Running jobs - Introduction¶

This page covers what you need to know to get your code running on the CREATE HPC cluster. It covers quick start steps for beginners with simple jobs, configuration steps for GPU and MPI jobs, along with general advice on using the scheduler that will help you get the most out of the system. This uses only trivial code examples, specific scientific software can be accessed using modules or containers.

Quickstart¶

Prerequisites¶

These instructions assume the following to be true:

Your account has been enabled.
You have an ssh client installed on a computer with internet connectivity or on the KCL network.
You are able to succesfully access the cluster login nodes.
You know how to create files with a Linux based text editor.

What is the CREATE HPC cluster?¶

The CREATE HPC cluster is a collection of highly spec'd compute nodes (computers) with a shared network and storage servers. More information about the hardware specifications of the nodes is available on the Compute Nodes page. The scheduler (Slurm) allows users of the cluster to submit jobs (software applications) to run on this pool of hardware, and for the underlying hardware to be efficiently allocated according to compute requirements, access policies and priorities based on the framework set out in the Scheduler Policy.

Loading software dependencies¶

The cluster makes use of Module Environments to provide a means for loading specific versions of scientific software or development tools on the cluster. When submitting jobs to the cluster you should load the software modules required for your program to run.

Identify your partition¶

The scheduler is configured to group the compute nodes in to a number of paritions in order to apply a sharing policy. The first task when submitting jobs to the cluster is to identify which partition you should use from the tables on Compute Nodes.

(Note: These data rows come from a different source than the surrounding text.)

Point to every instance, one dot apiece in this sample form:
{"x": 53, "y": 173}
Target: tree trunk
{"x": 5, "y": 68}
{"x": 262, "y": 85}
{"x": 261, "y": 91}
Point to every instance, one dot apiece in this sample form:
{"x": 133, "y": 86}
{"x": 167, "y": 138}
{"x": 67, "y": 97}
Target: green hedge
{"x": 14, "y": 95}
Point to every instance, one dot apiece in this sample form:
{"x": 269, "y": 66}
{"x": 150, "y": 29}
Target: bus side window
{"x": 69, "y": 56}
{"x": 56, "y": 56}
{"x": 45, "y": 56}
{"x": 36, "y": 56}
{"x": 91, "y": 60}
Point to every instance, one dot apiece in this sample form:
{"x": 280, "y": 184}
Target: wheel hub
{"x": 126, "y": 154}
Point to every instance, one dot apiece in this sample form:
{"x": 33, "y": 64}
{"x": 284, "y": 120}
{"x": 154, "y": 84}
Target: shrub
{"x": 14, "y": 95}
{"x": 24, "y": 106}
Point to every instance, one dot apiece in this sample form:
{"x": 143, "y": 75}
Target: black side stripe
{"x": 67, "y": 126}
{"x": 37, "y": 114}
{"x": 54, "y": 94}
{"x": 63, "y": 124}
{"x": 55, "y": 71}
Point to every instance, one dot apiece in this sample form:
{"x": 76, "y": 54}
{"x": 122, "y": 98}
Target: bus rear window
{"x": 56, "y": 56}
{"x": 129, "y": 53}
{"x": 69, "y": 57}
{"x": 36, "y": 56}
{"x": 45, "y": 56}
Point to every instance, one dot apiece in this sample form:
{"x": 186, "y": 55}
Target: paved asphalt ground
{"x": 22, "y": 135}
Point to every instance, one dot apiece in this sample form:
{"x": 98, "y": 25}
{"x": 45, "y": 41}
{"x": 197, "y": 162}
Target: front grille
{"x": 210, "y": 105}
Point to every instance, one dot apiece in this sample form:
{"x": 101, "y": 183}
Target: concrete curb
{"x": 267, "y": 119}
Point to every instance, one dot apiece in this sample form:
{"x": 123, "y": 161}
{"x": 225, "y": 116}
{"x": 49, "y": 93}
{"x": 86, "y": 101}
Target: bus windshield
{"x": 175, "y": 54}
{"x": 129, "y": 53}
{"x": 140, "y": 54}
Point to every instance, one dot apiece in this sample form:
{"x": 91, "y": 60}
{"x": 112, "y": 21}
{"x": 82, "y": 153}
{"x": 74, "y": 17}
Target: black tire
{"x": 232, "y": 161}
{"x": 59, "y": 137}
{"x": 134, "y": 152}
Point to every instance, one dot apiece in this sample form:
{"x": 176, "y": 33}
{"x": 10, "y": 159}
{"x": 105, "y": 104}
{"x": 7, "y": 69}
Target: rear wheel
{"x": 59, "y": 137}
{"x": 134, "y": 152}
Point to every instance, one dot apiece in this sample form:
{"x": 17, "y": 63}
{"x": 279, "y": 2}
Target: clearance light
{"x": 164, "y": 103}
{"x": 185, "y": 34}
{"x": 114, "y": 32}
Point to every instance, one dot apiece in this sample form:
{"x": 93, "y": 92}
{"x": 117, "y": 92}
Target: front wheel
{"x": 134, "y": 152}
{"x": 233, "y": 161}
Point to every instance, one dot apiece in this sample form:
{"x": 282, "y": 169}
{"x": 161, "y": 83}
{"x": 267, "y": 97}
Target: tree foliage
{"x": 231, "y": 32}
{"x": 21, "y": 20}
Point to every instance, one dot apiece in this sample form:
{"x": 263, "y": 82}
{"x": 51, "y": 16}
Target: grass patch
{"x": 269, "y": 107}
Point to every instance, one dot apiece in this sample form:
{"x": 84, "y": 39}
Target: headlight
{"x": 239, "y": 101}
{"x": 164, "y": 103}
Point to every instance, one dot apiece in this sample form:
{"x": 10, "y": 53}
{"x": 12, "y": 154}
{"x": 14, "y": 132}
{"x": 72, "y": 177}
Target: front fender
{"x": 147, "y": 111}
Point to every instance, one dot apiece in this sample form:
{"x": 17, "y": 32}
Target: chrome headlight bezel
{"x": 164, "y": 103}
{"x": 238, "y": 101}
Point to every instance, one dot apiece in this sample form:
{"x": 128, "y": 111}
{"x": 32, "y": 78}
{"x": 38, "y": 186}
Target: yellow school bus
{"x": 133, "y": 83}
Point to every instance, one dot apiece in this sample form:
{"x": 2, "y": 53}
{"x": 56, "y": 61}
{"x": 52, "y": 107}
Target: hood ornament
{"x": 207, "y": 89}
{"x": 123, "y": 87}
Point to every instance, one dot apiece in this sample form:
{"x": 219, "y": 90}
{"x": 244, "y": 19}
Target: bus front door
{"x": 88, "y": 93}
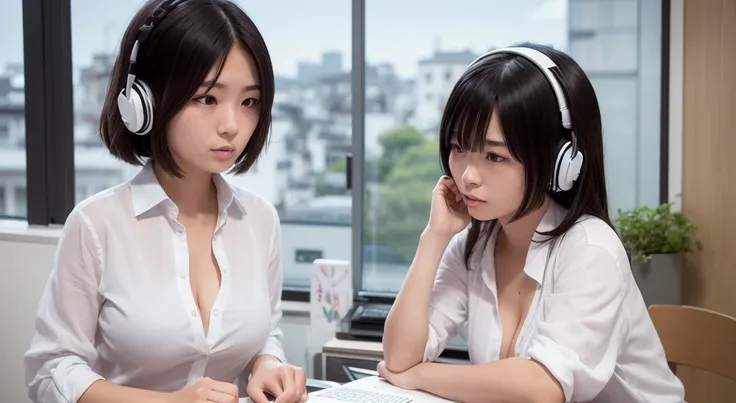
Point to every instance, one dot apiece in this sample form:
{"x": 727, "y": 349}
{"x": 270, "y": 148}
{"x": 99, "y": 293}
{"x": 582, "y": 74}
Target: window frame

Based on which User Group you belong to in the above table you must use the associated Partition Name with the -p option of the srun command in the following examples. The _gpu partitions should be used when submitting GPU jobs.

Running an interactive job¶

Note

4 hours is the maximum runtime for interactive jobs. You must request a time limit no longer than 4 hours for interactive jobs: --time minutes

Running an interactive job is the cluster quivalent of executing a command on a standard Linux command line. This means you will be able to provide input and read output (via the terminal) in real-time. This is often used as a means to test that code runs before submitting a batch job. You can start a new interactive job by using the srun command; the scheduler will search for an available compute node, and provide you with an interactive login shell on the node if one is available.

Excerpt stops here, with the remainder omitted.